In this case, they get so suckered into plays that they never adjust back for counter plays. The only guy on the field who does his job well is Dean Lowry, who is just about the only one who is consistent on this defense. The guy is a player.

When the free safety fills, the cornerback, although late, replaces. You can see when the linebackers don't take their read steps properly, they can't fall back for the cut back, and the running back breaks off a big one.

Food For Thought

I feel like fans — and I'm guilty of this as well sometimes — have irrationally over-scrutinized NU's play calling and fail to dive deep enough into what are likely bigger issues. Sure, running the ball 98 percent of the time on 1st down isn't a great idea. Neither is the speed option. But it's an even worse idea when you don't complement it in the game. So it doesn't mean the run game should be abandoned (except for the speed option, that should be killed with fire). We've heard coaches say that they want to come out with the plays they think they can achieve the highest percentage of success with, and run those. That's fine. My biggest beef is that there is no complementary "10 moves ahead of you" type of offensive strategy that I see out of our offense.

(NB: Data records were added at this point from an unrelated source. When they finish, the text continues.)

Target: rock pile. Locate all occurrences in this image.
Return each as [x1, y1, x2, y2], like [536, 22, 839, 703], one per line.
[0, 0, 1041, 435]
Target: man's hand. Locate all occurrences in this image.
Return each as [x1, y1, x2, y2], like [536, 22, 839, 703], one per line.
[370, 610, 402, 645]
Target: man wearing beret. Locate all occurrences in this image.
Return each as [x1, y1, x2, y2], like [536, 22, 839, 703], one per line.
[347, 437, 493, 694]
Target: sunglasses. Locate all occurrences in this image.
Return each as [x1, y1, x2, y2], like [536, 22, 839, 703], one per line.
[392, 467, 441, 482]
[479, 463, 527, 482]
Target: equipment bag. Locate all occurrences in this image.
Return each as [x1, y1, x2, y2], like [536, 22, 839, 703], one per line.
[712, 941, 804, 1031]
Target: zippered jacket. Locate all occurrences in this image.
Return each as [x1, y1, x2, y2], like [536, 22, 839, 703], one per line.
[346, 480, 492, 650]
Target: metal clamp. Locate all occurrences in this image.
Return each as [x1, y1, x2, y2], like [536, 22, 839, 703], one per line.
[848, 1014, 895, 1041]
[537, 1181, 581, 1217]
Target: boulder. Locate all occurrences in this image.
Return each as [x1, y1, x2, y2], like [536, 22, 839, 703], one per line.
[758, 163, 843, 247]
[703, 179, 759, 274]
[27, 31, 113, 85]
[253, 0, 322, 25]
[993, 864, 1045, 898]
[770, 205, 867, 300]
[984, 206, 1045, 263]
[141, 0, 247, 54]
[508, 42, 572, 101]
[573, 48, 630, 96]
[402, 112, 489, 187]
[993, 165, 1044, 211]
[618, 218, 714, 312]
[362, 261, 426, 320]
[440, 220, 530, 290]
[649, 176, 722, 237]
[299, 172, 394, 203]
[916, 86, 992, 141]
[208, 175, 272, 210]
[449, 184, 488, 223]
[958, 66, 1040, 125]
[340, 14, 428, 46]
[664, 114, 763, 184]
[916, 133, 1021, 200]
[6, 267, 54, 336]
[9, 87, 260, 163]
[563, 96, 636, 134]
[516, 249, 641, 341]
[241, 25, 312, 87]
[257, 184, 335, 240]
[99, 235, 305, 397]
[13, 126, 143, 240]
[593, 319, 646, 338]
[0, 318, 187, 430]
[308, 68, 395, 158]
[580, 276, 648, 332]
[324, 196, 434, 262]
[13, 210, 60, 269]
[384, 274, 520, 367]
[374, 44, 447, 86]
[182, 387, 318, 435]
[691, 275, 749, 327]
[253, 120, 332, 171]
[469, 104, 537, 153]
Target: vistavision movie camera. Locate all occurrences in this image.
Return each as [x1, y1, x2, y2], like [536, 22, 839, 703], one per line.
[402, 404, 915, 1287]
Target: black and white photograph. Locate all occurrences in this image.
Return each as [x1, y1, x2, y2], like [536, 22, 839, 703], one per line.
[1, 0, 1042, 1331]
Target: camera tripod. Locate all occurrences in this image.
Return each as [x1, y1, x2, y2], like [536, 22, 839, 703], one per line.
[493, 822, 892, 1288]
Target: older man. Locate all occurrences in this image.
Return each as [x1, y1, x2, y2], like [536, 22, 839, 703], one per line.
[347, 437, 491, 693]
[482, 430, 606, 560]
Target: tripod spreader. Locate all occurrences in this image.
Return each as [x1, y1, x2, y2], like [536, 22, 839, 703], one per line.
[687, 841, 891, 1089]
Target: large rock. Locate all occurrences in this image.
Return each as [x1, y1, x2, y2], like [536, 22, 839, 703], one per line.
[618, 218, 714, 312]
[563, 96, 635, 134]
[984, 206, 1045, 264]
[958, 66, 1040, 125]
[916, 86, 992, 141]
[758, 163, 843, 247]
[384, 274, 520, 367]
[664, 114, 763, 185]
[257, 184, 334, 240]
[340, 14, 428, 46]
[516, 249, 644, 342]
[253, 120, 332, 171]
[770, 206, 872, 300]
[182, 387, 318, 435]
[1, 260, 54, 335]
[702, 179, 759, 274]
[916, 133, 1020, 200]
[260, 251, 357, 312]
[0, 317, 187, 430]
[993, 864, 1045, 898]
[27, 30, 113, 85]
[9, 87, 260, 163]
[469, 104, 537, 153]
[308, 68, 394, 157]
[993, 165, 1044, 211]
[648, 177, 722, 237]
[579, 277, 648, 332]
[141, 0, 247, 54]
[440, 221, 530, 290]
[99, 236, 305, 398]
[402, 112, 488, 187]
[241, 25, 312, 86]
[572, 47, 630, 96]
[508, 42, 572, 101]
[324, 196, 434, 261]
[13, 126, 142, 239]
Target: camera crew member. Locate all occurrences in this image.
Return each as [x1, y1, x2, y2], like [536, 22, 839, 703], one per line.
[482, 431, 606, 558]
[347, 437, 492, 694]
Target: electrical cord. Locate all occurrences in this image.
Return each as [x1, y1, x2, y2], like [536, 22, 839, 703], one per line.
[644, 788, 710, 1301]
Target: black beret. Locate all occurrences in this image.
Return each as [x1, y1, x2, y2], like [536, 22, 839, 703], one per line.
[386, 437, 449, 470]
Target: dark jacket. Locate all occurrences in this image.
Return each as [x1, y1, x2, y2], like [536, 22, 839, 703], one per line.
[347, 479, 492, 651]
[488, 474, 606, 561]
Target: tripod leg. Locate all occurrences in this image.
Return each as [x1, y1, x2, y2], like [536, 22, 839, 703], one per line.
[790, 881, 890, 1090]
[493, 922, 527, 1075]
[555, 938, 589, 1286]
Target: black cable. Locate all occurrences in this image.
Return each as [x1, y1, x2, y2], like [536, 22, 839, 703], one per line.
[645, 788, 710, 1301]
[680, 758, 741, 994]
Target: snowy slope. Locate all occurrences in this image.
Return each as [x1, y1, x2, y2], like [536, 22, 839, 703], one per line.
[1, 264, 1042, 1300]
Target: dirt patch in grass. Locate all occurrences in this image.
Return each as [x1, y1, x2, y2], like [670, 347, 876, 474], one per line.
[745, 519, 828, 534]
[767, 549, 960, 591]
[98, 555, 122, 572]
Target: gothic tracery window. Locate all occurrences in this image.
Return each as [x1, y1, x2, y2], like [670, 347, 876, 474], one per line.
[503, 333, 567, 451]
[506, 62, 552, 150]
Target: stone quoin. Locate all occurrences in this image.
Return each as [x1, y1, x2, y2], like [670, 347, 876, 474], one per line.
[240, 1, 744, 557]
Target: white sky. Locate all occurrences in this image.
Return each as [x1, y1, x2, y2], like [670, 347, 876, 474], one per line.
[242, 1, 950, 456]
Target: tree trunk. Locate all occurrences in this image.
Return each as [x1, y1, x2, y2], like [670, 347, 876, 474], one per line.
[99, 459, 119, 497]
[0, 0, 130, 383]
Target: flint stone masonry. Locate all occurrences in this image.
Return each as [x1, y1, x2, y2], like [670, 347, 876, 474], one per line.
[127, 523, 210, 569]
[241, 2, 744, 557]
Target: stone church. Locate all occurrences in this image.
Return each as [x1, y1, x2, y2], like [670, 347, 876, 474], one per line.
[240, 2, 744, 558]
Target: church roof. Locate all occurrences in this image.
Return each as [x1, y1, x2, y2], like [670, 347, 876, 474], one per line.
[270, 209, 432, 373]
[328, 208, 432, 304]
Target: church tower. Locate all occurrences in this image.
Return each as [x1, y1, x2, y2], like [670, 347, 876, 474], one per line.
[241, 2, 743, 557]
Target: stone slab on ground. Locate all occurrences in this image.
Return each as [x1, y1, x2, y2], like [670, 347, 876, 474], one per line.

Everyone who takes issue with the offense is wondering why we run on first down, and asks why we "don't pass on first instead" and get "more creative." That's not sound judgement, thinking, or critiquing. We do not need "creativity." We need to revamp our entire strategy. There is a script the offense has for at least one or two drives per game. When the script goes wrong, it's over. Other than the said scripted drive, there's no setup game, no "gotcha" moments. There is no "okay, we ran this against this look and saw them over commit, so let's run something else, take advantage of that and rip a big one". Its simply "what play works and what play does not against said look," and run what is perceived to work. Maybe I am wrong, there's certainly a lot that goes on unbeknownst to anyone outside of those walls, but from my experience, I do not get that feeling. Iowa gave us a couple "gotcha" plays, and the defense suffered twice from it.


Northwestern has suffered two really tough defeats in a row. It stings, it hurts, it burns, [insert painful verb here] and it feels just that. Win one of those two games, and I think everyone's outlook is very bright; lose them both by nearly 70 combined points, and it's dreary. Does a win over Nebraska change things? Maybe. I do not think it looks good on paper as Nebraska looks very weak on it, but it's a quality road win. If the Wildcats can get the W in Lincoln, and come back and get their bruised and battered players healthy over the bye week, I think they can certainly have a very good November. If this week turns for the worse, it will be a very, very long November. Let's hope for the former.